Cocktails

The data this week comes from Kaggle and Kaggle courtesy of Georgios Karamanis.

The Mr Boston dataset was acquired from the Mr. Boston Bartender’s Guide, while the cocktails.csv dataset was web-scraped as part of a hackathon.

These datasets are relatively clean, and have lots of interesting data to count, summarize, or possibly classify with a model!

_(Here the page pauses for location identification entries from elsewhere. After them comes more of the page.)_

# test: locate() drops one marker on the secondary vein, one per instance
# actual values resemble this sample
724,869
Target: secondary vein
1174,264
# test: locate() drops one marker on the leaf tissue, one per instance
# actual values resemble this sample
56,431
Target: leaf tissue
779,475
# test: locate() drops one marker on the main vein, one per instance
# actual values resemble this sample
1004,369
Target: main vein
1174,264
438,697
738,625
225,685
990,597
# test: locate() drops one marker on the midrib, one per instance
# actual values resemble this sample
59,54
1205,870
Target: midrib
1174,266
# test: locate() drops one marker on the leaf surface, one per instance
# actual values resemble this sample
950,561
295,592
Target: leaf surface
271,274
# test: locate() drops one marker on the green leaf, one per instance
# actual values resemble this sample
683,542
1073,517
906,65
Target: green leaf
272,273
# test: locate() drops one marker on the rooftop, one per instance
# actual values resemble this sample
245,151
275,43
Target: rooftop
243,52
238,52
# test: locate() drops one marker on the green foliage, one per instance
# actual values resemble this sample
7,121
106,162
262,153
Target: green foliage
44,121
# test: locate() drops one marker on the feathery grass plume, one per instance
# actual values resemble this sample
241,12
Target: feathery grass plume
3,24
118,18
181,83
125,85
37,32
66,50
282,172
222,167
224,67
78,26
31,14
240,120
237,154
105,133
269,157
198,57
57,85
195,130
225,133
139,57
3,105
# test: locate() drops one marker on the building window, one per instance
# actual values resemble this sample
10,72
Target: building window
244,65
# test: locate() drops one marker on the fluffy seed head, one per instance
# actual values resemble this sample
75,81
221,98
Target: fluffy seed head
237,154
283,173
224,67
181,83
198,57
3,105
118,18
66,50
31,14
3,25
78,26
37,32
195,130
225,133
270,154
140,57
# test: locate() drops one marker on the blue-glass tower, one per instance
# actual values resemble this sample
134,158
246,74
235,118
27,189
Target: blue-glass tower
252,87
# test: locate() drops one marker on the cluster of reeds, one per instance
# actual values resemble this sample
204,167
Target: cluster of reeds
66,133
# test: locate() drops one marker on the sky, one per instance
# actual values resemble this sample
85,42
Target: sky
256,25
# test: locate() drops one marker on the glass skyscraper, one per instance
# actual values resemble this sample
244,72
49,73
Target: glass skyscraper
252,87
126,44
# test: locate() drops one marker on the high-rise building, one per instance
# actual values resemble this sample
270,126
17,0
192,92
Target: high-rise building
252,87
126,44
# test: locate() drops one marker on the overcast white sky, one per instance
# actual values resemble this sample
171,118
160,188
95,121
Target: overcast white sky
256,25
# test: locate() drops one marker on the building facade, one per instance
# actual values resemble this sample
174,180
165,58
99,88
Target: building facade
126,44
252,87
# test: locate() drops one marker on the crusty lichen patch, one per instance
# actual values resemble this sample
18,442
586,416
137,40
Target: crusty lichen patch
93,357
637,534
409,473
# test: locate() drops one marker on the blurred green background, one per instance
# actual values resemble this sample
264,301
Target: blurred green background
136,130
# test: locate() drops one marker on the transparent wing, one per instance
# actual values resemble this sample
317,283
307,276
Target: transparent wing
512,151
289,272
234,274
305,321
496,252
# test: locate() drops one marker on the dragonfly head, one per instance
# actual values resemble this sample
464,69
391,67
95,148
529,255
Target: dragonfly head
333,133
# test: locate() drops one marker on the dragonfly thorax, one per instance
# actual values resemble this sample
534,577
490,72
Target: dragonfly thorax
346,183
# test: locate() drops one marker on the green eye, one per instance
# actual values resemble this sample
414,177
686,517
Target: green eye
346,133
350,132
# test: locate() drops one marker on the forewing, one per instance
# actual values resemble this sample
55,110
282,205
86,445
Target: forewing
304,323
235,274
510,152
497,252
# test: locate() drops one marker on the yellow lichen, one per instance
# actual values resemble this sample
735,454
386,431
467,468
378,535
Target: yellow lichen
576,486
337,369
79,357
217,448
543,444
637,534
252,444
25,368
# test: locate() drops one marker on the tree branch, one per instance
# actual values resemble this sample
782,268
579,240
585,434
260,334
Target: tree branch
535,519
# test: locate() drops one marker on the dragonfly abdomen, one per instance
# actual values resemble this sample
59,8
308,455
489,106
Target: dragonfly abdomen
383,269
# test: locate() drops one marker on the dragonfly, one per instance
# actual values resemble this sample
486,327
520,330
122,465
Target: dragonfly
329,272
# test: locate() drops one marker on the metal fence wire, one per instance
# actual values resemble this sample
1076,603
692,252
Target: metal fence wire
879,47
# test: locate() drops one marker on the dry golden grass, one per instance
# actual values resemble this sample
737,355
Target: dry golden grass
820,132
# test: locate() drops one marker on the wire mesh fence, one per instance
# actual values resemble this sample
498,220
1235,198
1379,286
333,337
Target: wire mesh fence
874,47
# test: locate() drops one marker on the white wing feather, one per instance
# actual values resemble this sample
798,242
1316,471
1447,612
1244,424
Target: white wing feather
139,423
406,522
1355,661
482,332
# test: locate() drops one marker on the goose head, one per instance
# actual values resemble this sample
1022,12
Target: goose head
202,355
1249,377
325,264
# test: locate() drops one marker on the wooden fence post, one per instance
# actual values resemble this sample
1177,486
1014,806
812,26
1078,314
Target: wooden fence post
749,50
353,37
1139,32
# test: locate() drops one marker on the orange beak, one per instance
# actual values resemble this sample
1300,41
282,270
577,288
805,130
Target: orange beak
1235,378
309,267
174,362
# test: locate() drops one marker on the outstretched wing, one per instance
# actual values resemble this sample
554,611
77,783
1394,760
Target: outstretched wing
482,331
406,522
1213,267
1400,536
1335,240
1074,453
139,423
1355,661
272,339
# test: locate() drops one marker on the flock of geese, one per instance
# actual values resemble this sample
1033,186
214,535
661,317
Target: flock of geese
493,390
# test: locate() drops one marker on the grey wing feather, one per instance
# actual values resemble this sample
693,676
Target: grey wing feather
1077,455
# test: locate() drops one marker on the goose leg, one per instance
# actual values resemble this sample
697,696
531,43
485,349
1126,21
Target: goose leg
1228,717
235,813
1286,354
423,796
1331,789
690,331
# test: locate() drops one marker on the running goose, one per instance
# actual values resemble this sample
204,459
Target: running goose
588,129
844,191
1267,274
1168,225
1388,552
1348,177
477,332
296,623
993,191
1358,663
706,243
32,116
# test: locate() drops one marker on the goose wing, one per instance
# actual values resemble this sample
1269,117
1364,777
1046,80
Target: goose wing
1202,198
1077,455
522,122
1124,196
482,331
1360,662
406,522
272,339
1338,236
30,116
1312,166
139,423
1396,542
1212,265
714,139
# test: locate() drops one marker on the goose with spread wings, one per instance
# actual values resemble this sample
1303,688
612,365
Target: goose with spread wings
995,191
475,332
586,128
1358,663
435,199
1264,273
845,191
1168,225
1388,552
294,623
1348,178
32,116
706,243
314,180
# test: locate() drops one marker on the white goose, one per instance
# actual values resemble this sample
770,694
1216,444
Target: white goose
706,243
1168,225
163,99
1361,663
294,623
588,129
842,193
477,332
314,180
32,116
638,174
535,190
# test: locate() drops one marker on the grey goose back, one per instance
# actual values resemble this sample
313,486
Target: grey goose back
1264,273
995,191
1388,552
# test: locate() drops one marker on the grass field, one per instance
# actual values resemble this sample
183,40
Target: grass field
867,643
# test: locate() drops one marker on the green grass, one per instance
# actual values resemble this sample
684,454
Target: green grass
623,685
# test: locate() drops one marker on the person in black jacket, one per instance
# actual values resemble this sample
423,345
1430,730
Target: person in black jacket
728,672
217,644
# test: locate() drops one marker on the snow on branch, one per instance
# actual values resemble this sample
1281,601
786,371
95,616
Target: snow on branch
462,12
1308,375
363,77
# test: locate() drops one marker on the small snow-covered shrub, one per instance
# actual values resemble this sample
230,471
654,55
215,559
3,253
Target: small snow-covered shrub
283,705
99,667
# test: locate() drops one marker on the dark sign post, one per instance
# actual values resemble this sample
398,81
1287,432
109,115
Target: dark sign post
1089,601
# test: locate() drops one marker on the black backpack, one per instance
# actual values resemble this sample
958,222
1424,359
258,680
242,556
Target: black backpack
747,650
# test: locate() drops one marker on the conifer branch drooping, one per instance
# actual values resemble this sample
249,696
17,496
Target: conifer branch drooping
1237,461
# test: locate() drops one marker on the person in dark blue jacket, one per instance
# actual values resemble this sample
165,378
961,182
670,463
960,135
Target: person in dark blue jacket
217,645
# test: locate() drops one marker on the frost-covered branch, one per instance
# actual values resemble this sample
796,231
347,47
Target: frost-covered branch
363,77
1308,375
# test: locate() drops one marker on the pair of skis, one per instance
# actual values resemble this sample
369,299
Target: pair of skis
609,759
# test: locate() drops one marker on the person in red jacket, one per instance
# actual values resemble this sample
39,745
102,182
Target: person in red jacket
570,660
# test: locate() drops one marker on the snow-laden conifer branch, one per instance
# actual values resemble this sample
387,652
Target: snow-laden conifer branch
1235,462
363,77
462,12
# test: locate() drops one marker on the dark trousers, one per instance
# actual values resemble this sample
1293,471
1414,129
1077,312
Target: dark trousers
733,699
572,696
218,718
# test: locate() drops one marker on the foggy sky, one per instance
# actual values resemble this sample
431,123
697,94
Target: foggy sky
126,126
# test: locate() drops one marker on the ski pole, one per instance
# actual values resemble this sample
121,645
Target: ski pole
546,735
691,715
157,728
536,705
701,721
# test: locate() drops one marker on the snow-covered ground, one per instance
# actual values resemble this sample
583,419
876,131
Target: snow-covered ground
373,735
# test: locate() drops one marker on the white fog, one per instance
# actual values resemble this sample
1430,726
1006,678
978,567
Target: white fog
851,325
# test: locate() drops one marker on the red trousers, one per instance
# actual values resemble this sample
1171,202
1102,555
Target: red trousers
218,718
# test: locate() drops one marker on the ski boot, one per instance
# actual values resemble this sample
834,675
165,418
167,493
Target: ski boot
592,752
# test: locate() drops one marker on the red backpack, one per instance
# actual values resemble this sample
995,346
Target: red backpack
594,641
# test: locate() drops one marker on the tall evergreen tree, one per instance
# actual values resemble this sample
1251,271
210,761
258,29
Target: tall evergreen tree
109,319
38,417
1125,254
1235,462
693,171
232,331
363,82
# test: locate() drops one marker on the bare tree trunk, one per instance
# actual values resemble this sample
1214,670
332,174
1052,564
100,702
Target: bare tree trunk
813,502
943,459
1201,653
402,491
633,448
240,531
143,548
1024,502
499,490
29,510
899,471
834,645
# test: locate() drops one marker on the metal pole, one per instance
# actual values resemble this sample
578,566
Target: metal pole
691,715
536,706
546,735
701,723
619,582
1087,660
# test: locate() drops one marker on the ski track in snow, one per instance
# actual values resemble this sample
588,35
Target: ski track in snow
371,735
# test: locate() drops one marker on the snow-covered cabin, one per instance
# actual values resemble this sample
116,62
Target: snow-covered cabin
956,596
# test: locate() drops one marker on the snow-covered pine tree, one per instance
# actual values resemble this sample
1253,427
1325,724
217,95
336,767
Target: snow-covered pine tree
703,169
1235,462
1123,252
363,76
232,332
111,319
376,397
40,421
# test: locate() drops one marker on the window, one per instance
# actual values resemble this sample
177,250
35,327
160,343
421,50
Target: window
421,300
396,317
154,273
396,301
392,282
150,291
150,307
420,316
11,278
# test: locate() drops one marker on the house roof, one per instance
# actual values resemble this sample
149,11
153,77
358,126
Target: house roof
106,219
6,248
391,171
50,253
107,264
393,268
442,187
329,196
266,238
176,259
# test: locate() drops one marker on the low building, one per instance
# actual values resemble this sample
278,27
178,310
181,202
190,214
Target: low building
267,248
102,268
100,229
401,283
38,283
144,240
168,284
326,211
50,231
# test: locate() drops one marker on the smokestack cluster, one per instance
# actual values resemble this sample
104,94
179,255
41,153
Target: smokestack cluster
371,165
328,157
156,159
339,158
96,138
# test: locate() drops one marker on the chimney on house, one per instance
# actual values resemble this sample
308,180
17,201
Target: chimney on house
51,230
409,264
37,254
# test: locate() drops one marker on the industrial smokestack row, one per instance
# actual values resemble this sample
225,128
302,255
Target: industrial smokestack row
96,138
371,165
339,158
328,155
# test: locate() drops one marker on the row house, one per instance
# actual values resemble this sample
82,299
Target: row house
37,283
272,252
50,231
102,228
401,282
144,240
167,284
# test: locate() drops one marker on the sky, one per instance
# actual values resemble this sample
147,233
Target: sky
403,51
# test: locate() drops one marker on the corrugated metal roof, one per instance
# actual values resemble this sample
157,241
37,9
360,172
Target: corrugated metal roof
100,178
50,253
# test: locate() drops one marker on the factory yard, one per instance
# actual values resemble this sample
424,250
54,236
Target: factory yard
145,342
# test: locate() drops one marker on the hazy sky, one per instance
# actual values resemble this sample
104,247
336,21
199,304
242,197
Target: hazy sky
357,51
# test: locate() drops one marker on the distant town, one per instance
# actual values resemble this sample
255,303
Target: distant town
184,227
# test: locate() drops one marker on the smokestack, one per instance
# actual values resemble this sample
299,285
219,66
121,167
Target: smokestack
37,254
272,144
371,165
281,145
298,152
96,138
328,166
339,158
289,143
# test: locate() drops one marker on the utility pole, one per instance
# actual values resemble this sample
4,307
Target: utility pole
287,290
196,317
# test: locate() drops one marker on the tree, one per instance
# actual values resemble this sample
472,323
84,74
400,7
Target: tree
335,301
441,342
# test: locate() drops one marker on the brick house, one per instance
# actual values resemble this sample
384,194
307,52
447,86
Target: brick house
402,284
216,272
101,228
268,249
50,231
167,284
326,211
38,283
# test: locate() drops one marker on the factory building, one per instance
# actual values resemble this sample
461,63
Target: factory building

While I have tamed both datasets, the Mr. Boston dataset is IMO cleaner, the cocktails.csv dataset was web-scraped and has some classic “funkiness” that you get from web-scraping (empty rows, now lines \n, etc). I’ve left both datasets for your exploration, where the cocktails.csv is probably better used for data cleaning/validation and the Mr. Boston appears to be cleaner and close to analysis-ready. However, there are additional columns in the cocktails.csv dataset, so maybe try joining or further cleaning! The cocktails.csv dataset also has more non-alcoholic drinks if you’d prefer to skip the alcohol.

Articles

Margarita Clustering – this doesn’t use our dataset, but provides a potential idea for how to approach this data
Information is Beautiful Graphic
Recommender for Cocktail recipes

Warning/Notes

I’ve intentionally left the measure column as a string with a number + volume/unit so that you can try out potential strategies to cleaning it up.

Some potential tools:
- tidyr::separate(): Link
- stringr::str_split(): Link

The cocktails.csv dataset was web-scraped and has some classic “funkiness” that you get from web-scraping (empty rows, new lines \n with blank, etc)

Get the data here

# Get the Data

cocktails <- readr::read_csv('https://raw.githubusercontent.com/rfordatascience/tidytuesday/main/data/2020/2020-05-26/cocktails.csv')
boston_cocktails <- readr::read_csv('https://raw.githubusercontent.com/rfordatascience/tidytuesday/main/data/2020/2020-05-26/boston_cocktails.csv')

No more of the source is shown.